The MLBPA effectively sold out what will be their future union members. A shortened draft this year and/or next year would mean that players who would otherwise have been drafted this year will go undrafted and thus will either become unsigned free agents or return to the draft next year as part of a crowded pool of players. Likewise, pushing back the international signing period will add more players to the market at the same time. This, obviously, benefits ownership as a surplus of labor diminishes those laborers’ leverage.

Bounce-back Candidates

Players coming off of injuries or otherwise down years in 2019 were hoping to use 2020 to bounce back, reestablishing themselves in the league. Angels two-way player Shohei Ohtani didn’t pitch at all last year after undergoing Tommy John surgery and was hopeful to rejoin the starting rotation at some point in the first half of a normal 2020 season. We learned yesterday that Ohtani is expected to throw off a mound “soon.” If a 2020 season does happen, it likely wouldn’t begin for another couple of months at minimum, which should afford him enough time to get into pitching shape.
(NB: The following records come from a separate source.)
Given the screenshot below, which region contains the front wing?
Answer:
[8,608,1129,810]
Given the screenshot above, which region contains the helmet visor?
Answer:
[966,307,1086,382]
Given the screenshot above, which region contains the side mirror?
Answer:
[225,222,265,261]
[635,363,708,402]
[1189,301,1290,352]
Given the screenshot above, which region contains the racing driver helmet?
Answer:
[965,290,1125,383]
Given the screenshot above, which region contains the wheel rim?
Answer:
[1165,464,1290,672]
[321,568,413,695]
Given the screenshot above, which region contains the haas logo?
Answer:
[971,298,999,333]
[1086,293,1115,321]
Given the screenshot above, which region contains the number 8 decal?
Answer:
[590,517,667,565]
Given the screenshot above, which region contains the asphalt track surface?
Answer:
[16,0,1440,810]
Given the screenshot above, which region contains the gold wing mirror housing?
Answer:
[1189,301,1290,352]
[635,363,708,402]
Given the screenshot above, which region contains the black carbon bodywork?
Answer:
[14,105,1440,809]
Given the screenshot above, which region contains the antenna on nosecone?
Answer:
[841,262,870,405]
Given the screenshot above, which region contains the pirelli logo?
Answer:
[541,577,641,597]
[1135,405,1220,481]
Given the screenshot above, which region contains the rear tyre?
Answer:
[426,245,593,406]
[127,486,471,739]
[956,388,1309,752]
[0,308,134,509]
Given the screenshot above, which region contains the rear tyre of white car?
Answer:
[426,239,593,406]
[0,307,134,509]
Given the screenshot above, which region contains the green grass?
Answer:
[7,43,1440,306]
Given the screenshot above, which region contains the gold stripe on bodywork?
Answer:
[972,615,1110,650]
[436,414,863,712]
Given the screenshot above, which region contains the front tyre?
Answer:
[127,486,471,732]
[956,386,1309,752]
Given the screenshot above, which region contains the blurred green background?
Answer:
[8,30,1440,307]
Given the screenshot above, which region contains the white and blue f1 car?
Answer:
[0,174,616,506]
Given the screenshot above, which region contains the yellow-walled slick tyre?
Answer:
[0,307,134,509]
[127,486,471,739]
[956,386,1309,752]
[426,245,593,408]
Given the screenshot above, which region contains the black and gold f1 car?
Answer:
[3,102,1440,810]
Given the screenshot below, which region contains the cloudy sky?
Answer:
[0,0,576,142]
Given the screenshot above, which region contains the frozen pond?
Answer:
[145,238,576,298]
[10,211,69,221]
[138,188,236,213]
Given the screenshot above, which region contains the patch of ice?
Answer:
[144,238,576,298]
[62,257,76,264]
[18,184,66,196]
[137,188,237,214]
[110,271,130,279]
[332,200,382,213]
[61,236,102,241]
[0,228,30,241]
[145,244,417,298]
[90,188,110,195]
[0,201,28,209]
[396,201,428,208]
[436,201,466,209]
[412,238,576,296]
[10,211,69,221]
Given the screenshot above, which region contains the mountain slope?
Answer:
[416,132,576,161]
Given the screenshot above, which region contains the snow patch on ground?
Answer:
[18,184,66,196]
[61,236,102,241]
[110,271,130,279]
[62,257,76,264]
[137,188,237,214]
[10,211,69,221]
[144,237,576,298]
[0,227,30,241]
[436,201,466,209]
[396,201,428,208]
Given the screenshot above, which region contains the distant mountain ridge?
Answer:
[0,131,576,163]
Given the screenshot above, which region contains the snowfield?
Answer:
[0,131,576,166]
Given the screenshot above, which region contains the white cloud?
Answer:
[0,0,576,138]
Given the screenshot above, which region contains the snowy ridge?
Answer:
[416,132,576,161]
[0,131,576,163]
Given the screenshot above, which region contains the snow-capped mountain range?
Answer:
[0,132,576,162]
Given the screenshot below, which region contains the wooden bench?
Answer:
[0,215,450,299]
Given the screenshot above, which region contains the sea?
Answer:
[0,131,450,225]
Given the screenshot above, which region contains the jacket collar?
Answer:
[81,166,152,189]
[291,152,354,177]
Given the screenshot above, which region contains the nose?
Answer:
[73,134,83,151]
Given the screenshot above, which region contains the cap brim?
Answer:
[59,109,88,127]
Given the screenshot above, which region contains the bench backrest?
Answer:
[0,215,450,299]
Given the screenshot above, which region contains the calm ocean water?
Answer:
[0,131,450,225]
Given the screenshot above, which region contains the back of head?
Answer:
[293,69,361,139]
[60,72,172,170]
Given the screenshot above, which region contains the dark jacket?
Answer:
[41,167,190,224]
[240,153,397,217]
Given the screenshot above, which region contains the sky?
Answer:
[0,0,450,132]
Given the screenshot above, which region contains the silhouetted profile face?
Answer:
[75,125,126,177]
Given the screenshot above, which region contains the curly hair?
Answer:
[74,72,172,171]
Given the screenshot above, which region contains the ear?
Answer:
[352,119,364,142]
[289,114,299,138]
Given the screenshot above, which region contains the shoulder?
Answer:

Ohtani’s teammate and perennial Gold Glove Award candidate Andrelton Simmons played in only 103 games last season due to an ankle injury. He mustered a meager .673 OPS as well, compiling just 1.9 WAR, his lowest total in any season since debuting in 2012. In 2017, he peaked at 7.8 WAR and put up 6.3 the following season. Simmons will become a free agent after the 2020 season, so he most certainly needed a healthy and productive 2020 to maximize his leverage on the market.

Reds first baseman Joey Votto, now 36 years old, is coming off of the worst offensive season of his career. He hit .261/.357/.411 with 15 home runs and 47 RBI in 608 plate appearances, continuing a downward trend. He registered a 167 adjusted OPS as recently as 2017, but that declined to 126 in ’18 and 98 last year. The Reds, back to being competitive, were definitely banking on a bounce-back year from Votto. (Votto, by the way, is also 56 RBI short of the 1,000 milestone for his career.)